Ragamala's multimedia "Sacred Earth" draws from ancient art forms
Sheila Regan, Twin Cities Daily Planet
September 21, 2011
Original article
This weekend Ragamala Dance takes the stage at the Cowles Center for Dance and the Performing Arts with a gorgeous collage of Indian folk art customs, Ancient Indian poetry, a live South Indian orchestra, and fantastic dancing. The multimedia show incorporates two ritualistic forms of visual art traditionally practiced by women in different parts of India explores the sacredness of nature and is a visual feast.
The two forms of visual art that are used in the show include Warli paintings by Warli folk artist Anil Chaitya Vangad and a stage covered with kolams, created by the dancers themselves.
Ragamala’s Co-Artistic Director Ranee Ramaswamy, who was awarded the 2011 McKnight Distinguished Artist award this year, was born in South India, and first learned to draw kolams when she was a child, when her mother taught her how to draw them on the kitchen floor. “It teaches you patience,” she says of the practice. “What you are learning is concentration.”
Kolams are made each day, first thing in the morning outside of a person’s home, Ramaswamy says. Made with rice flour, the designs offer a welcome and invoke a sacred space, and are eaten away throughout the day by birds and insects. The ephemeral nature of the artwork symbolizes that “things of beauty don’t last forever,” Ramaswamy says. The drawings are celebratory, and in some way announce what is happening inside the house. When no kolam appears outside of the house, Ramaswamy says, that means there has been a death in the family, or the woman of the house is having her period.
In the show, the dancers ritually spread rice flour across the stage. As they dance, they spread the powder across the stage, and it becomes at matted palette onto which Jeff Bartlett’s lights create beautiful effects. They also draw Kolams directly onto the the stage, so that the floor itself becomes a work of art.

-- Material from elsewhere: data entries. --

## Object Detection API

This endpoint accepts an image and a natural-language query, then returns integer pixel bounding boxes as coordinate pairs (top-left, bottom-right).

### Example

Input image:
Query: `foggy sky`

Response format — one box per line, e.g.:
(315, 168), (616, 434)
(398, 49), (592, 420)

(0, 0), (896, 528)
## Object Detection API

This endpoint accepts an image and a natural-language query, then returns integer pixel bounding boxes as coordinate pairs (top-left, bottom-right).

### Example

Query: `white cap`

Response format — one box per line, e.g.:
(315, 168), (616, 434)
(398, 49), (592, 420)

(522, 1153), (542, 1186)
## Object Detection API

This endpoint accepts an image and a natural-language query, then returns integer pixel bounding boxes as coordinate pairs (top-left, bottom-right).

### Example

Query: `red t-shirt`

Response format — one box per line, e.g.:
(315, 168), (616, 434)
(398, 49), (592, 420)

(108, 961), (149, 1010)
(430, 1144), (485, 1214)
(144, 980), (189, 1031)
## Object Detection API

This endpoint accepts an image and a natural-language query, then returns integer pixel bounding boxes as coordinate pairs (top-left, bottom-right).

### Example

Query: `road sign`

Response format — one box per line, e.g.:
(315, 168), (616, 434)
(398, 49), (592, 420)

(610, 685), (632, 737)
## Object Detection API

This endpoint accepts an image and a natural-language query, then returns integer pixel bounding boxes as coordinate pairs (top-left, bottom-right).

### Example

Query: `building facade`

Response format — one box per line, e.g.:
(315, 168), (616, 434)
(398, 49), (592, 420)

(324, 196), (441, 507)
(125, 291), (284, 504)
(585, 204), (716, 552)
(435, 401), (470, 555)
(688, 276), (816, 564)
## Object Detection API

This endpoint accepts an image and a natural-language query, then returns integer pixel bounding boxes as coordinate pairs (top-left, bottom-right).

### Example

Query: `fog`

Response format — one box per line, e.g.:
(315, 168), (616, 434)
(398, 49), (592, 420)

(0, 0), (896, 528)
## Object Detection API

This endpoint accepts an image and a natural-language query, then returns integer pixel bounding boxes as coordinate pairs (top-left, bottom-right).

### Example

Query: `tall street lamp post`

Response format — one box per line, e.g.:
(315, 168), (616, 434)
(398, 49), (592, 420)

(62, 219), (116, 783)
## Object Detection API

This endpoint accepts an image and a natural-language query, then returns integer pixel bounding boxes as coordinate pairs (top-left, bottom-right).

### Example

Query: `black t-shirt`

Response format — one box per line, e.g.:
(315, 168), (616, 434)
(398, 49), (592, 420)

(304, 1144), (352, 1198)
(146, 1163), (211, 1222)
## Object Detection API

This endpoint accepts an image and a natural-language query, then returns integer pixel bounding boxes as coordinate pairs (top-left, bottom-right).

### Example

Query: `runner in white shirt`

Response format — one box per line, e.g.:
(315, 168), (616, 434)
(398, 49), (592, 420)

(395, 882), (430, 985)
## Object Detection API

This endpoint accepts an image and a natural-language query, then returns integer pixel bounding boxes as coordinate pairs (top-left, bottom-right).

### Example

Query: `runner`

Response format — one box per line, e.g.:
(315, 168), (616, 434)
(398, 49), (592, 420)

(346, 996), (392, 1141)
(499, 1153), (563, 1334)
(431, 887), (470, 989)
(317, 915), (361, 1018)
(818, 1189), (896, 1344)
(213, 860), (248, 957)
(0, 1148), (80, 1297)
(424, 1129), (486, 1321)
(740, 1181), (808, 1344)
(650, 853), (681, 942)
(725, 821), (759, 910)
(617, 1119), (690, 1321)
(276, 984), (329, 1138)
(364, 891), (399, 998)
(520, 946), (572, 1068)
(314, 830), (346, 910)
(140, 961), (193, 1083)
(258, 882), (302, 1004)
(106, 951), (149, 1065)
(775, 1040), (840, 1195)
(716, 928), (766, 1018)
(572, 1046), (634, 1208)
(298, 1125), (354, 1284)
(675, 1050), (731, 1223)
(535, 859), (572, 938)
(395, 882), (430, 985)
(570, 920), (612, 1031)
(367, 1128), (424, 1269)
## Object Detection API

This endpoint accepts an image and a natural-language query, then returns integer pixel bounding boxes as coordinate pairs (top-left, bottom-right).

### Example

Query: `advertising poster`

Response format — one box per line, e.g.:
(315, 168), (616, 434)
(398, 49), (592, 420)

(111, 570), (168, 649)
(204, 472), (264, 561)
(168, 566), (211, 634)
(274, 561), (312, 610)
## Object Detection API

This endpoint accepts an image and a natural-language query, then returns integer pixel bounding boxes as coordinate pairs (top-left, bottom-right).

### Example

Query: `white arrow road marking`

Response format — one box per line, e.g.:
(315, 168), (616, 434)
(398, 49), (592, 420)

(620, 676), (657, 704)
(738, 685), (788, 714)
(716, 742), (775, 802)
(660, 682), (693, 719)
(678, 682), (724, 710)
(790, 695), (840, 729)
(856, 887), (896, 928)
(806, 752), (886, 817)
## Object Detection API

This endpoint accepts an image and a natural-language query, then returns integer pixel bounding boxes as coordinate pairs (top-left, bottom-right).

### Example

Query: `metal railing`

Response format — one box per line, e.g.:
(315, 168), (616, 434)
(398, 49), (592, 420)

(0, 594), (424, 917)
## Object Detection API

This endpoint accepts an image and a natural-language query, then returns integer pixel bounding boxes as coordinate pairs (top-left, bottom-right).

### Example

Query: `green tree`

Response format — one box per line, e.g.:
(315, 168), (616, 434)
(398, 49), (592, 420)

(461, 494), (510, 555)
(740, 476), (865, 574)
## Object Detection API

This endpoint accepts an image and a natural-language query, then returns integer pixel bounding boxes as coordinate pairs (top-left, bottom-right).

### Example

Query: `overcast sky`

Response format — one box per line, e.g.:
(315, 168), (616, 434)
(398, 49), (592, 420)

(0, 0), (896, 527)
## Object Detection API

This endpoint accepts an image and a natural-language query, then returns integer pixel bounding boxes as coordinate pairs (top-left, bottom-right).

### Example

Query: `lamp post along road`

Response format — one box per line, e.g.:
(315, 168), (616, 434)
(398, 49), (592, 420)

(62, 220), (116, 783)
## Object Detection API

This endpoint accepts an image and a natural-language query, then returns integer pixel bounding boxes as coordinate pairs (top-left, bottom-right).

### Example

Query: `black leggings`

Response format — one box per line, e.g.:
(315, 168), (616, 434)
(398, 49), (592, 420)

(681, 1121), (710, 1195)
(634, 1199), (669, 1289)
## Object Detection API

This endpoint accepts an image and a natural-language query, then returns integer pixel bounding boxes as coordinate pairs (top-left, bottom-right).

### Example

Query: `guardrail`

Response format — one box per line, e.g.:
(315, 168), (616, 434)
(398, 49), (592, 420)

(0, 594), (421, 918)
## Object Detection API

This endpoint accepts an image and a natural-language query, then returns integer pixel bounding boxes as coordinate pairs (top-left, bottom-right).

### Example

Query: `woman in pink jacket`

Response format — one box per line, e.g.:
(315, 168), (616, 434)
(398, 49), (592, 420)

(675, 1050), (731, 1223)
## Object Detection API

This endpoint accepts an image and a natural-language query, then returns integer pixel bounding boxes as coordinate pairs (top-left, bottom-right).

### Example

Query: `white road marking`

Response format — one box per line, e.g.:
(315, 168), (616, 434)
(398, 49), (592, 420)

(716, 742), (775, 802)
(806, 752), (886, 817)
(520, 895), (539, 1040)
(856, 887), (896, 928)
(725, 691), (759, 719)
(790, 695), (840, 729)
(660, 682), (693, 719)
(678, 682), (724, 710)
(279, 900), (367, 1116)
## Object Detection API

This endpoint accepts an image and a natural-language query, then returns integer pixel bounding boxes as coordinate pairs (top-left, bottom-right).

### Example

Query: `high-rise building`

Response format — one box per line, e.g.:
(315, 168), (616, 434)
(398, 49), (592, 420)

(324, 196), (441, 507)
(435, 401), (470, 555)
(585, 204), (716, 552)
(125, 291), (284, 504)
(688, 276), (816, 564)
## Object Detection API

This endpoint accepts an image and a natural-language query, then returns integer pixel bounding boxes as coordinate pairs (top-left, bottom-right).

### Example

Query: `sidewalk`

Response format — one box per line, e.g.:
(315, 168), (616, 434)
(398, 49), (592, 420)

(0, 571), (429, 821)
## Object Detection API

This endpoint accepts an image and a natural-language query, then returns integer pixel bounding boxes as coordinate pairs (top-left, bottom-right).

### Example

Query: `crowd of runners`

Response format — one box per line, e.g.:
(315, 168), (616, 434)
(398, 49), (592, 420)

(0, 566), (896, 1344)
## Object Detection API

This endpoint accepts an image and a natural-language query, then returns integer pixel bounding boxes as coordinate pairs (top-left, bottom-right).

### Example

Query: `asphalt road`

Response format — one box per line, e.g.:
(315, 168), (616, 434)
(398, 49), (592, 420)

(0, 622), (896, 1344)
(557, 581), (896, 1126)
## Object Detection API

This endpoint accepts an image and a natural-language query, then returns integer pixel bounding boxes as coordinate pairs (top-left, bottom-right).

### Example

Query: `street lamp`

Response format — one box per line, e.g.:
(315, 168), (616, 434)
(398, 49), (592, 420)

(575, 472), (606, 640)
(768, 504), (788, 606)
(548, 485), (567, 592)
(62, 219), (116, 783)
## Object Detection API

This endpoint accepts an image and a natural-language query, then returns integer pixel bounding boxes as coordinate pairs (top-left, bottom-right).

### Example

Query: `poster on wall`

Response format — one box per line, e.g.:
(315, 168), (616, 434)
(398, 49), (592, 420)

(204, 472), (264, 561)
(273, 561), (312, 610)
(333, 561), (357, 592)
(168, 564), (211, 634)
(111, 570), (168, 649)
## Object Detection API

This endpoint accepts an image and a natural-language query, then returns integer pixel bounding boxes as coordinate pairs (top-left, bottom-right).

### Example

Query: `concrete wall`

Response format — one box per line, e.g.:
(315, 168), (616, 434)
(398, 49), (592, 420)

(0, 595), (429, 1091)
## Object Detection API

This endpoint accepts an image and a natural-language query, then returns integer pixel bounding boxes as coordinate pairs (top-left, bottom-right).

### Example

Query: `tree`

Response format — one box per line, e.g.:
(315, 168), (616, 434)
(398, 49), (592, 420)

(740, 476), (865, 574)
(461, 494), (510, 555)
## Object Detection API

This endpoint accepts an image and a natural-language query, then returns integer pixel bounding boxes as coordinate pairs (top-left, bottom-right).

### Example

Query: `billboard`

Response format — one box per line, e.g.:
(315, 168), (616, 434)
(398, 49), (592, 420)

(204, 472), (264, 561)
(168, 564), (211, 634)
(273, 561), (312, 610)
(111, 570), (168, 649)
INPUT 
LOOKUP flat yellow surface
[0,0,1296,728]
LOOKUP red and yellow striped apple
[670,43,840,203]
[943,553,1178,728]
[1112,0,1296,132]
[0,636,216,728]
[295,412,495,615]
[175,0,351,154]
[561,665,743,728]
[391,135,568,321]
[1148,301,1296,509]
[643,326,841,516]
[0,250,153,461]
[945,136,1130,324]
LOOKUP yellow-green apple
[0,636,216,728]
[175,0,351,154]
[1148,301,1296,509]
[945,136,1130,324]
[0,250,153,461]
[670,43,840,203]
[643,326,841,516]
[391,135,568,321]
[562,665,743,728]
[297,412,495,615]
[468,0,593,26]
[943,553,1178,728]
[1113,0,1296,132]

The other visual art form represented in the show comes from the Warli people in western India. The Warli make the wall paintings on the inside wall of their huts, made with earth materials and cow dung, painted over with white pigment. Though the Warli paintings are traditionally made by women, in recent years men have learned the art form as well, and it is generally men who have gone outside of villages to share the form as interest in the paintings has grown.
One such artist is Anil Chaitya Vangad, who Ramaswamy visited last year at his village outside of Bombay. The people in the village, she says, live off the land, and lead a very simple life. The artist created 3 paintings for the performance, one of which is in the lobby on display and the other two which have been photgraphed and are projected onto screens (with video work by Perimeter Productions). Vangad’s paintings, seen blown up across the entire backdrop of the stage, are enormously elaborate, telling the story of the daily life of a village. The final image of his painting, that of a tree, is simply awe-inspiring.
In addition to the visual art elements of the show, Ragamala’s performance also utilizes an ancient Indian poetry that takes as its subject 5 different landscapes- desert, mountain, field, seashore and forest, according to Ramaswamy.
The poems are translated into English and heard as voiceovers in between the sections. They are also set to Southern Indian Classical music that evokes the emotion of each of the landscapes through the different scale progressions. The music ranges from somber to very lively and particularly noteworthy is the vocal work of Lalit Subramanian.
While the dance vocabulary for all of the pieces is classical Bharatanatyam, used in all of Ragamala’s work, the dance pieces are informed by both the visual art and musical and poetry elements, Ramaswamy says.
The dancers, who include soloists Ranee Ramasamy and Aparna Ramaswamy, are each individually precise and full of flair, but what is most admirable about the production is the way that the choreography moves throughout the space, with incredible flow and rhythm that seems effortless as the dancers weave in and out of the entrances, between each other, moving like pendulums like a living organism.